While lawmakers and reporters hold their magnifying glass up to the pharmaceutical industry, corporate insurers and the pharmacy industry have skirted public scrutiny and used research from a nonprofit, the Institute for Clinical and Economic Research (ICER), to help them deny patients higher cost-medications, even if they need and deserve them.
ICER provides analysis that effectively functions as a price control on medicine. It targets a disease, writes a report to inform health insurers on the supposed cost-effectiveness of a drug and then insurers can decide whether or not to use that recommendation.
It does this through mathematical calculations known as “value frameworks” to justify the nonprofit’s preference to target certain drugs. But this is no unbiased test or dispassionate statistical measurement. It’s a Catch-22 in which patients can’t win because the ICER process determines they have a lesser quality of life than a healthy person – forever.
Seen this way, ICER’s pretzel logic gets straight to the point: Less human value should mean less human investment.
Everyone knows someone in need of daily medication for an ailment or disease. The expenses involved can be extremely high. But what twisted economic theory justifies the denial of life-saving cures because a sick person is deemed as too expensive to treat?
As Robert Goldberg, co-founder of Center for Medicine in the Public Interest told me: “You know what’s expensive to the health care system? People not getting medicines that can make them better, leading to far costlier surgery, rehabilitation and lengthy hospital stays.”
Medicare is now considering a policy that could restrict seniors’ access to cancer treatments and other physician-administered drugs based on ICER reviews. Insurance companies like United Health and pharmacies like CVS are working overtime to remove some medications from their formularies and coverage tiers or require patients to get sicker using less expensive drugs before they can receive cutting-edge therapies prescribed by their doctor.
This is called “step therapy” – the idea that patients should “step” up to different levels of medication. Interesting theory, but in practice it means patients must “fail first” on medicines their insurance company prefers before being allowed to access the therapies prescribed by their doctor.
Exposed to the light of day, however, these anti-patient policies can be reversed.
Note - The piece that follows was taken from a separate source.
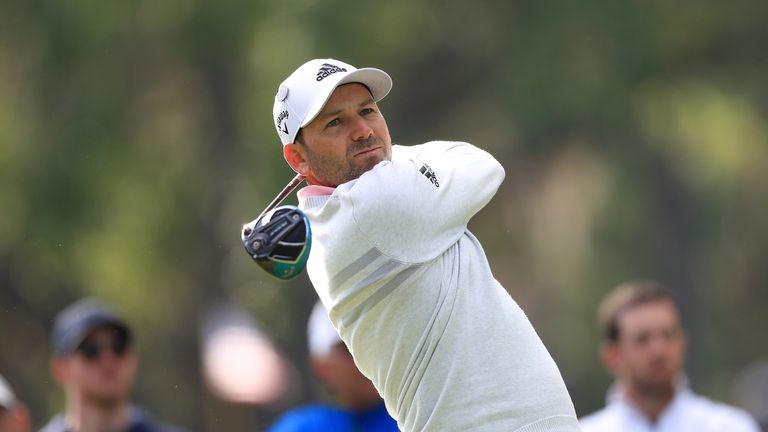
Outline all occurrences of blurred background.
[0,0,768,431]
This year, Attorney General Eric Schneiderman sued Capital District Physician’s Health Plan (CDPHP) for unlawfully restricting medical access for patients with chronic hepatitis, even though the drugs were shown to effectively treat – and in many cases, cure – the disease.
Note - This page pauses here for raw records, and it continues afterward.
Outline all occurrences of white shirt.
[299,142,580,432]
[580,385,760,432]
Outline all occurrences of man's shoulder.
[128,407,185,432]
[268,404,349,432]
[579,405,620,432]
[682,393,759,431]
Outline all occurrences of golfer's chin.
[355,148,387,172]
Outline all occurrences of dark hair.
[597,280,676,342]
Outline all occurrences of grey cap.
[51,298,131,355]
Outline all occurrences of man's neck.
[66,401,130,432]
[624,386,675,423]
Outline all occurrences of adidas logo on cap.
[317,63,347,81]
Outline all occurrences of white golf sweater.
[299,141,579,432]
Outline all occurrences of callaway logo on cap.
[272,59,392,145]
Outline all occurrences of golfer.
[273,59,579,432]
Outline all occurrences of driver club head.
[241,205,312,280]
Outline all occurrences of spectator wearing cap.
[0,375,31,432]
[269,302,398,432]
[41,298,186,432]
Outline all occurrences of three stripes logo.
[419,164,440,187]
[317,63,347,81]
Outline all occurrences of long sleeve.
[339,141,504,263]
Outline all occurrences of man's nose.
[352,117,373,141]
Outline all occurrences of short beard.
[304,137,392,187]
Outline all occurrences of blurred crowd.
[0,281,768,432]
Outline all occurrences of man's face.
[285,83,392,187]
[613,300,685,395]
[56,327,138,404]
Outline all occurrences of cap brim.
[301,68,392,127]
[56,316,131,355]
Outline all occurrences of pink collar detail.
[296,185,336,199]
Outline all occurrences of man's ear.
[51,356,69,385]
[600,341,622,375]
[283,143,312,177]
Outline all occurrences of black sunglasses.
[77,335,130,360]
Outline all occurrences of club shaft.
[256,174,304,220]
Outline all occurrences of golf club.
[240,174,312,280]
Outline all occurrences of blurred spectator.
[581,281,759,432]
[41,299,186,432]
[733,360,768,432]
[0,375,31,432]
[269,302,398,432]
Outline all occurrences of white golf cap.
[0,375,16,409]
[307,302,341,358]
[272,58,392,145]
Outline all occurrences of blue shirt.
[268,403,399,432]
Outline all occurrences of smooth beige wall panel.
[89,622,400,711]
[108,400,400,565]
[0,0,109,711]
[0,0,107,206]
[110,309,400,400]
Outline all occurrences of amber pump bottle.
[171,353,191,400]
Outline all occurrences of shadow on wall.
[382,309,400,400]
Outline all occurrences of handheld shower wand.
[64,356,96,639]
The AG said CDPHP denied coverage unless patients demonstrated an “advanced” state of the disease, including moderate to severe liver scarring. Two weeks later, several other insurers altered more policies to cover treatment for chronic hepatitis C. This is a clear win for patients, but we shouldn’t need AGs in every state to file lawsuits to stop these kinds of policies.
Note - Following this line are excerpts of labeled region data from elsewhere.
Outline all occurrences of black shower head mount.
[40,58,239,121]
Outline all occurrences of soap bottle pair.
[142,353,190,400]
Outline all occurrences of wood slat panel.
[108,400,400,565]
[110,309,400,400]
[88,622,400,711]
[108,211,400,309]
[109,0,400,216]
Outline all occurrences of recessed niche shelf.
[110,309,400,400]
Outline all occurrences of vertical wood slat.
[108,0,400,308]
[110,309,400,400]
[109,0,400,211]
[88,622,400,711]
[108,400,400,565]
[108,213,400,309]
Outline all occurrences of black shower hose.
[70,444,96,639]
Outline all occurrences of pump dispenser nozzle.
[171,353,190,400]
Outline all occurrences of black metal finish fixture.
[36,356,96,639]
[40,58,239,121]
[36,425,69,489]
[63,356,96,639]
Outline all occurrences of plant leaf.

Where did insurance companies get the idea to cut off these patients? Maybe it was from Sarah Emond, ICER’s Chief Operating Officer. She told a New York gathering earlier this year: “If we pay for Hep C drugs then we will have to lay off teachers and close schools.”
Something has gone terribly wrong in our national conception of patients and their place in a health care system that increasingly sees them as a commoditized drain on resources, not individuals in need of care that can help them.
By all means, let’s put all these issues on the table. But denying patients as a way of saving money? That’s one idea that should be dead on arrival.